「フリーター漂流」

数日前に録画しておいたNHKスペシャル「フリーター漂流」という番組を見た。過酷で悲惨な労働条件の下、工場で働く20代・30代のフリーターの人々を追った内容だ。彼らは工場主のメーカーに雇われているのではなく、メーカーから作業を丸ごと受注しているいわゆる「請負会社」に雇われて働いている。請負会社はメーカーからの急な生産ライン変更などに対応するため、自社で雇用しているフリーターたちをその都度ぽんぽんと違うラインへ飛ばしていく。それゆえ、請負会社で働くフリーターたちはむちゃくちゃ変動が激しく厳しい条件下で働かざるをえない立場にいる。当然辞めていく人たちも多いが、職を求めて応募してくるフリーターの数は退職者をはるかにしのいで多い、らしい。
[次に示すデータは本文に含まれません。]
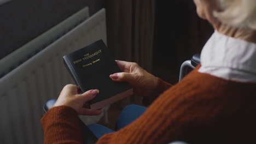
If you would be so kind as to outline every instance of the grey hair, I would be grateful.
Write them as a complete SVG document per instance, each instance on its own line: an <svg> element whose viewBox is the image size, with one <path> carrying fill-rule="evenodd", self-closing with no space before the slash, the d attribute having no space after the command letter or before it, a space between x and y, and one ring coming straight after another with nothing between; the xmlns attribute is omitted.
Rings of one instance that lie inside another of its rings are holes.
<svg viewBox="0 0 256 144"><path fill-rule="evenodd" d="M221 22L256 30L256 0L217 1L219 10L213 11L213 15Z"/></svg>

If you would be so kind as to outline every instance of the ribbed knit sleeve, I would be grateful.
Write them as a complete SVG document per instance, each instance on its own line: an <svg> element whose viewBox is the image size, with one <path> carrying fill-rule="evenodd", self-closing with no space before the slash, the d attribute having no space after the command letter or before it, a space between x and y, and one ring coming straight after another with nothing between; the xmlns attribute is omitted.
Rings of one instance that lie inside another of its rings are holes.
<svg viewBox="0 0 256 144"><path fill-rule="evenodd" d="M82 143L79 118L70 107L61 106L50 109L41 119L44 143Z"/></svg>

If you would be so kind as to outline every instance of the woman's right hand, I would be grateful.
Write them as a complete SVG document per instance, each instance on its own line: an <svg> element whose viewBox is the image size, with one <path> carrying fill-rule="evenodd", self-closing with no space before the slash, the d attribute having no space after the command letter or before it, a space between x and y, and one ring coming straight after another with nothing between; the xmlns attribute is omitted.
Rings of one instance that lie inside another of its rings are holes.
<svg viewBox="0 0 256 144"><path fill-rule="evenodd" d="M135 94L150 97L158 85L158 79L142 68L136 63L116 61L124 72L115 73L109 77L114 81L130 83Z"/></svg>

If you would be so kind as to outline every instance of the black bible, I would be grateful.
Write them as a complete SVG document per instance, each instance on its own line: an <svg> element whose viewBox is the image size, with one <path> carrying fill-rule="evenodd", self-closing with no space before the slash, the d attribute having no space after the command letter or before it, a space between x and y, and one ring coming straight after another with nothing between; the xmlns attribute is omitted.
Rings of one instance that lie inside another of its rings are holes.
<svg viewBox="0 0 256 144"><path fill-rule="evenodd" d="M109 75L121 72L102 40L63 57L64 64L83 93L97 89L100 93L88 102L99 109L132 94L127 82L114 82Z"/></svg>

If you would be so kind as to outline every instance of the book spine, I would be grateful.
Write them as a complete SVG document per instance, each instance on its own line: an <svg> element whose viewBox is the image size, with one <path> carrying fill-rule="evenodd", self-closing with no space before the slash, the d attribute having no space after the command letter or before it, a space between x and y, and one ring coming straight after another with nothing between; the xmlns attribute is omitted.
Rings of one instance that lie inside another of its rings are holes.
<svg viewBox="0 0 256 144"><path fill-rule="evenodd" d="M81 82L80 82L80 81L79 81L77 74L75 74L71 64L69 63L69 61L68 61L66 56L64 56L63 57L63 62L64 63L66 68L68 70L68 73L69 73L69 74L71 75L71 77L75 82L75 84L79 86L80 89L82 91L82 93L85 92L84 92L83 85L82 85Z"/></svg>

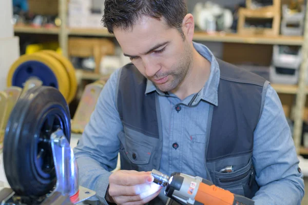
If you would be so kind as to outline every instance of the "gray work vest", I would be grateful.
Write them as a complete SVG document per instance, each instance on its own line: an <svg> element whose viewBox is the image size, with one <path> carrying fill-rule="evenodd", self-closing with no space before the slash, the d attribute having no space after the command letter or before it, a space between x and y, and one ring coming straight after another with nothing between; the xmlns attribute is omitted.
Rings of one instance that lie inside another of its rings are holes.
<svg viewBox="0 0 308 205"><path fill-rule="evenodd" d="M220 70L218 106L210 105L205 155L198 157L204 157L207 179L252 198L259 189L252 161L254 132L269 82L217 60ZM121 169L159 169L163 137L158 94L155 91L145 94L146 83L147 79L132 64L122 69L116 99L124 127L118 134ZM220 172L229 166L233 166L233 172Z"/></svg>

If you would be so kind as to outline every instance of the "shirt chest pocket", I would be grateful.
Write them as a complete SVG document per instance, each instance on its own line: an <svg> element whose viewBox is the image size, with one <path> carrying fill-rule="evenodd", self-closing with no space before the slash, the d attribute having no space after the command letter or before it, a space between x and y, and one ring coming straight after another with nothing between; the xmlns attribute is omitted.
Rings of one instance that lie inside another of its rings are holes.
<svg viewBox="0 0 308 205"><path fill-rule="evenodd" d="M245 190L251 187L254 179L254 167L251 158L244 167L232 172L213 172L216 186L230 191L234 194L245 196Z"/></svg>
<svg viewBox="0 0 308 205"><path fill-rule="evenodd" d="M134 135L133 138L124 132L118 134L120 140L120 154L121 169L138 171L148 171L148 165L154 147L143 141L142 136ZM144 139L143 139L144 140Z"/></svg>

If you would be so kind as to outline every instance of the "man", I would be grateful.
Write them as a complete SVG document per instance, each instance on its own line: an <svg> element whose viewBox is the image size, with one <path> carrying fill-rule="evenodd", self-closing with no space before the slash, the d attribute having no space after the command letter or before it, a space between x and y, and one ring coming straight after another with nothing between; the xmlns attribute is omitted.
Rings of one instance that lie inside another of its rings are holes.
<svg viewBox="0 0 308 205"><path fill-rule="evenodd" d="M156 169L256 204L300 204L303 175L276 92L193 42L184 0L106 0L103 22L132 64L111 76L74 150L81 185L105 204L162 204ZM123 170L111 173L119 152Z"/></svg>

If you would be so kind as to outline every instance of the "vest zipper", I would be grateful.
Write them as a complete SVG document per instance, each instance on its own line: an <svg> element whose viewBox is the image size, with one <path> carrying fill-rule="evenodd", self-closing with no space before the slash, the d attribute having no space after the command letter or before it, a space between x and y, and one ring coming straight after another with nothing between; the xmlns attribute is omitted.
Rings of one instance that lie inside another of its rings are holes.
<svg viewBox="0 0 308 205"><path fill-rule="evenodd" d="M238 181L239 180L242 179L244 178L245 178L246 176L247 176L249 172L251 172L251 171L252 170L253 170L253 171L252 172L251 174L251 177L249 178L249 183L251 183L251 182L252 182L251 179L253 178L252 176L253 175L253 166L252 166L251 167L251 169L249 169L248 171L247 171L246 172L235 176L234 177L232 177L232 178L226 178L226 179L219 179L219 181L220 181L222 183L227 183L227 182L233 182L233 181Z"/></svg>

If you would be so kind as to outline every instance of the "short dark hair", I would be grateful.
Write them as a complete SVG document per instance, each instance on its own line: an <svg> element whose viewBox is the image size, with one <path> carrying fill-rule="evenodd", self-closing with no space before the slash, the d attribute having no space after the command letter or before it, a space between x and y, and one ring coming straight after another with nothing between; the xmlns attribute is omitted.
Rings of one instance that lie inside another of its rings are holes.
<svg viewBox="0 0 308 205"><path fill-rule="evenodd" d="M109 33L113 28L132 28L142 15L158 19L164 17L168 26L177 28L184 37L182 24L188 13L186 0L106 0L102 23Z"/></svg>

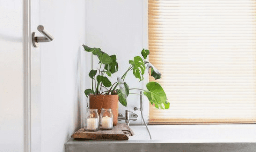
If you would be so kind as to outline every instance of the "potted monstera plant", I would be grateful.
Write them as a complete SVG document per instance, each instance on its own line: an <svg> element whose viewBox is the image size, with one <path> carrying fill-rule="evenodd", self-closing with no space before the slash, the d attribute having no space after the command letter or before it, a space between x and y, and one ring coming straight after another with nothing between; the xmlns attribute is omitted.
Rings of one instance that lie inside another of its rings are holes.
<svg viewBox="0 0 256 152"><path fill-rule="evenodd" d="M89 74L92 79L92 88L85 91L87 99L89 97L90 108L97 109L99 113L101 108L112 109L114 124L115 125L117 123L118 101L126 107L126 99L129 94L131 93L130 90L132 89L130 88L129 85L125 82L127 73L132 71L134 76L140 81L143 79L143 75L146 70L155 79L161 78L161 74L147 60L147 57L149 54L149 51L143 49L141 52L142 58L137 56L133 60L129 61L127 70L120 77L118 77L115 82L111 83L108 77L111 77L112 74L118 70L116 56L109 56L99 48L90 48L84 45L82 46L86 51L92 53L92 68ZM93 68L94 56L97 56L99 60L97 69ZM147 84L146 87L146 90L140 88L132 89L142 91L151 103L154 104L156 108L169 109L170 103L160 84L155 82L149 82Z"/></svg>

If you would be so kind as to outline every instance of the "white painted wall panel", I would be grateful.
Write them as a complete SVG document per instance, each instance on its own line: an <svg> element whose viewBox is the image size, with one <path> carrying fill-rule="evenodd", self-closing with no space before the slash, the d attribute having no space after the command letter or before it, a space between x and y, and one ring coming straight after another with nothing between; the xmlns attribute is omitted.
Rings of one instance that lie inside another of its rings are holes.
<svg viewBox="0 0 256 152"><path fill-rule="evenodd" d="M86 1L86 43L89 47L100 48L109 55L115 54L119 64L118 71L112 75L111 82L115 82L117 76L121 77L128 69L129 61L135 56L140 56L143 48L143 24L142 0L104 0ZM90 69L90 54L86 56L86 88L91 87L91 81L88 76ZM94 63L94 68L98 65ZM147 79L145 75L146 79ZM143 82L132 75L131 71L125 81L130 88L142 88ZM139 93L139 91L132 91ZM146 103L147 104L147 103ZM133 111L133 107L139 106L139 96L129 95L127 107L119 104L119 113L124 115L125 109ZM139 116L139 112L136 112ZM141 120L131 123L140 124ZM123 123L124 122L123 121Z"/></svg>
<svg viewBox="0 0 256 152"><path fill-rule="evenodd" d="M40 46L43 152L64 151L80 127L85 6L83 0L40 2L40 24L54 37Z"/></svg>
<svg viewBox="0 0 256 152"><path fill-rule="evenodd" d="M0 0L0 151L23 152L23 1Z"/></svg>

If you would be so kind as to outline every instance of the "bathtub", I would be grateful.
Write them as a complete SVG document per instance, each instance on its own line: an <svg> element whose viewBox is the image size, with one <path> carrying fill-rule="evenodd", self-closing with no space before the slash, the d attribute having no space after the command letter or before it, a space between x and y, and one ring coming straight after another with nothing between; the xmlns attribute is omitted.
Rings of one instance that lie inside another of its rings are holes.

実は番組に出ていたその請負会社、学生時代に就職活動で回ったうちの1社なんだよねー。でも人事担当者が「就職試験ではあなたのご両親の名前を漢字で書いてもらう問題を出します」と言っていて(なんじゃそりゃ?!)、すごい胡散臭い空気を感じたので結局説明会に出ただけでやめといたけど。やはりやめておいて正解だった、と番組を見て思った。というか、学生時代はそういう請負会社も含めて人材業界に興味があって1社から内定ももらいそっち方面で働こうかとすごく迷ってたんだけど、この番組を見てああ私はそっちへ行かなくて良かったんだなあ、と思った。きっと入っても3ヶ月くらいで辞めてただろうと思う。(注:あくまでも私の場合は、ね。人材業界そのものを悪者扱いしているわけではありません。むしろ「フリーター自己責任論」から今回の番組みたいな「フリーター被害者論」へと世論が変容していく中で人材業界が「悪者」として立ち上げられてきている、そうした問題全体の構造を考えなければならないと思っています。)結局私は人材業界とはまったく違う業界の企業に入ったのだけど、いろいろとめぐりめぐって今こうしてフリーターの問題や労働の問題をあらためて考えようとする立場にきているわけで、まあ回り道と言えば回り道だけどこれで良かったんだろうなあと、思った。
そして番組でクローズアップされていたフリーターの人たちを見て、私は私なりのやり方で正面から問題と向き合っていかなければならないと感じた。勉強します。